What to Know About the CBD at Your CVS

Photo credit: Yunio Baro Gomez / EyeEm - Getty Images
Photo credit: Yunio Baro Gomez / EyeEm - Getty Images

From Men's Health

CVS and Walgreens announced they’re going to sell products containing CBD, best known as the component of marijuana that won’t make you high, in certain stores. CVS is currently selling CBD topicals-creams, sprays, and lotions-in eight states. Walgreens announced its intention to sell CBD products days later, but “isn’t sharing additional details at this time,” according to a spokesperson.

If CBD hadn’t already reached fever pitch, with products like CBD-containing gummies, beer, coffee, eye creams, and even (no kidding) suppositories flooding the market, this announcement legitimizes the compound further.

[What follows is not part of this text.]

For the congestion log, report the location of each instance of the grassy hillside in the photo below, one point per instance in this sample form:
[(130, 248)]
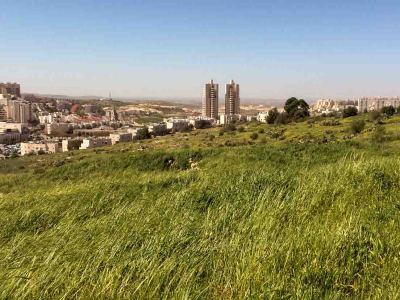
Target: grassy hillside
[(304, 210)]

But market share and the veneer of legitimacy doesn’t mean there’s a lot of clarity around the stuff. Here’s what to know about CBD before you buy:

The CBD in CVS is derived from hemp, not from marijuana

To the government, that makes a difference-the rules governing the growing and selling of marijuana are much stricter than those governing hemp (although hemp’s are still pretty murky). To your body, where it was derived doesn’t make a difference at all. “CBD is a molecule and is the same regardless of whether it is derived from cannabis or hemp or synthesized in a lab,” says David J. Grelotti, M.D., medical director of the University of California Center for Medical Cannabis Research, based at UC San Diego.

Products touting “hemp” on the label may contain CBD. But might not

Plenty of stores sell products containing hemp, but there’s no guarantee it contains CBD. “You see a lot of business not using CBD on their labels in favor of the word ‘hemp,’” says Ricardo Baca, the former “cannabis editor” for The Denver Post, now in the thick of regulatory challenges and changes as founder of the PR firm Grasslands. “I think it’s in an effort to hope it attracts less regulatory oversight. There’s a feeling that the FDA is very much looking at these product labels.” Baca also points out “a lot of the hemp grown and used for products sold on the unregulated market are coming from hemp cultivated in countries that have even less strict regulations.” So it may contain pesticides or other impurities. To protect yourself from this, “choose products sourced from domestically-grown hemp,” he says.

Right now, we know CBD is good for…sales?

The CBD market is predicted to grow to $22 billion by 2022-because or in spite of definitive evidence that CBD has a positive effect on your health. There’s a lot of “sciency noise” around CBD, says Timothy Caulfield, research director of the Health Law Institute at the University of Alberta and author of The Cure for Everything: Untangling the Twisted Messages about Health, Fitness and Happiness. The World Health Organization says that when it comes to CBD, “for most indications there is only pre-clinical evidence.”